Thank fuck they ended, and it was time for the long-awaited (for me) return of one of my foundational metal bands, System of a Down.  System was the highlight of the whole festival. Never a tight live act, the band relies on the energy and dynamism of their catalog and audience participation in the live setting.  Each element was in full effect here. Having missed the Riot Fest set in 2015, I was simply excited to be in their presence and have the opportuntiy to shout Chop Suey with few thousand fellow former, and some current, disaffected teens whose musical taste was largely shaped by Toxicity. The nu-metal scene has a lot to apologize for, but I am sure I’m not the only metal fan made so by SOAD.

Sunday

Here’s some advice–if you’re 35 years old, don’t stay up til 4 a.m. then try to go to a music festival the next day.  Interpret the below takes with this in mind.

We showed up for Gojira and then had to sit through The Cult.  What an interesting contrast.


Gojira struggled to fill the space.
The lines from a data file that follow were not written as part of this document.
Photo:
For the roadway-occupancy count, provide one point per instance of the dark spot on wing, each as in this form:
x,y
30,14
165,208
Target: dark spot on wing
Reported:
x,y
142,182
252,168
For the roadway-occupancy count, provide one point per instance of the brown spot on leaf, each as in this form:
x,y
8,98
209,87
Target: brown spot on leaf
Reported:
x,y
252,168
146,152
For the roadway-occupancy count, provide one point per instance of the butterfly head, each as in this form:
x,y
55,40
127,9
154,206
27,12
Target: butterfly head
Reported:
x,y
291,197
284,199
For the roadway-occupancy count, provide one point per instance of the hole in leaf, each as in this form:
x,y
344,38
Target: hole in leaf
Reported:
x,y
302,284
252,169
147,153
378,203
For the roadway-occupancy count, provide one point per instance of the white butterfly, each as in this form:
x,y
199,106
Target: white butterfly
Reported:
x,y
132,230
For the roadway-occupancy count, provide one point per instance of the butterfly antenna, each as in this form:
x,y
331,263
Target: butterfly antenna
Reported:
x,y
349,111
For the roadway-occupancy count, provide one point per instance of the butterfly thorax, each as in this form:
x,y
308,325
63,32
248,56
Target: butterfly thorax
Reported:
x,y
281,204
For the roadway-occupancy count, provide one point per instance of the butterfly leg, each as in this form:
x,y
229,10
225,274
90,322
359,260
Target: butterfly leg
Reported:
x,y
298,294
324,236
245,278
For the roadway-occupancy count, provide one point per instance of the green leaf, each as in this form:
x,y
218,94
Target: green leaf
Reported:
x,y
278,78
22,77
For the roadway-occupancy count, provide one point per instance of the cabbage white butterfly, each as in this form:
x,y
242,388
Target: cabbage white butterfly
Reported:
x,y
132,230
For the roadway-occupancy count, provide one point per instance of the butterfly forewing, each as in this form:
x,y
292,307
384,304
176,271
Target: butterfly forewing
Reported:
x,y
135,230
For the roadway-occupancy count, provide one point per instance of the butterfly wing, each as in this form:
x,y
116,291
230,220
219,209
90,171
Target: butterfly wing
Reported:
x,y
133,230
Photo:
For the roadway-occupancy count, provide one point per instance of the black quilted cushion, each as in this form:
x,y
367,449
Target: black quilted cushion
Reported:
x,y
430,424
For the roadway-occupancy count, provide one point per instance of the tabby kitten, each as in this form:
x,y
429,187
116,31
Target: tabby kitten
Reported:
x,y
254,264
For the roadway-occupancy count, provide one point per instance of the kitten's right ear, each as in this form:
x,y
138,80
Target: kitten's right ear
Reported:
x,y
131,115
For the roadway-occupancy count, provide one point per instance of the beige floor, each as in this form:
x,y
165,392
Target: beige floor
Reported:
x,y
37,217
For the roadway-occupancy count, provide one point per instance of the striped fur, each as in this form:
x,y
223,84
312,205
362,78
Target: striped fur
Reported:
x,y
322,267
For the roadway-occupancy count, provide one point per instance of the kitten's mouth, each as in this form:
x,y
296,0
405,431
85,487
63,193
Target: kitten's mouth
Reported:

This likely had more to do with the sound system than the band, but anyone who has seen them in a smaller room knows the real power is their ability to overwhelm, and without that, they do not deliver in the way you want. The material and stage presence was still strong though.

They fared much better than The Cult.  The tragedy of what happened to the Prodigy was palpable, and so was the hostility.  I didn’t notice any outright booing, but you know things are rough when the singer defeatedly says between every song, “C’mon guys, this is a rock show.  We are supposed to be having fun.”  He may as well have said, “Please?  Just pretend to like us?” Fire Woman or Smokestack Lightning or whatever the fuck that song is called is still a good song, but the band’s inclusion here was more indicative of the ineptness of this dead festival than anything else.

Tool did not fare quite as well as System on Sunday. Heres a hot take–retire the current “classics” in the set. Stinkfist, 46 & 2, Schism–they are all great, but we have heard them all numerous times by now. I think the Tool live show would be invigorated by some deep cuts.  Despite a bit of monotony, however, it is always a privilege to watch these guys play their instruments. Maynard was also center stage and visible, which offered a new dynamic and bodes well for the upcoming tour on the somehow real new album.

In between the sets, you could…buy a pretzel? Yikes. Outside of the bands themselves there was nothing festival about this. I would be stunned if this isnt the last Open Air. But if they do bring it back, enough with the cost trimming. It didnt do you any favors attendance wise, and alienated plenty who did show.